W momencie wypadku dziewczyna wsiadała razem z ojcem do zaparkowanego na poboczu auta rodziców. Razem wracali z urodzin 6-letniej kuzynki.

Skoda prowadzona przez 19-letniego Dariusza W. zjechała z jezdni i z dużą prędkością uderzyła w 15-latkę. Dziewczyna odbiła się od maski i przeleciała w powietrzu 25 metrów - informuje "SE".

Gazeta wyjaśnia, że Dariusz W. jest piłkarzem klubu Naprzód Czyżowice, grającego w klasie A.

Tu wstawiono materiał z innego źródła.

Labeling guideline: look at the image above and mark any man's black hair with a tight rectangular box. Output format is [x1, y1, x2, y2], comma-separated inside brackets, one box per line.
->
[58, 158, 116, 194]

Młody mężczyzna miał upić się po wygranym meczu i wtedy wsiąść do samochodu. Z ustaleń "SE" wynika, że 19-latek niedawno został ojcem.

Po wypadku Dariusz W. nie zatrzymał się, aby pomóc 15-latce. Kiedy go po godzinie zatrzymano, miał w organizmie ponad 2 promile alkoholu. Dziewczyna trafiła natychmiast śmigłowcem Lotniczego Pogotowia Ratunkowego do krakowskiego szpitala. Obrażenia były jednak tak rozległe, że nastolatki nie udało się uratować.

Rodzina chciała przekazać organy dziewczyny do transplantacji, ale - jak wyjaśnia chrzestny Amelki - po wypadku była tak poturbowana, że okazało się to niemożliwe.

Dariuszowi W. grozi kara do 12 lat więzienia.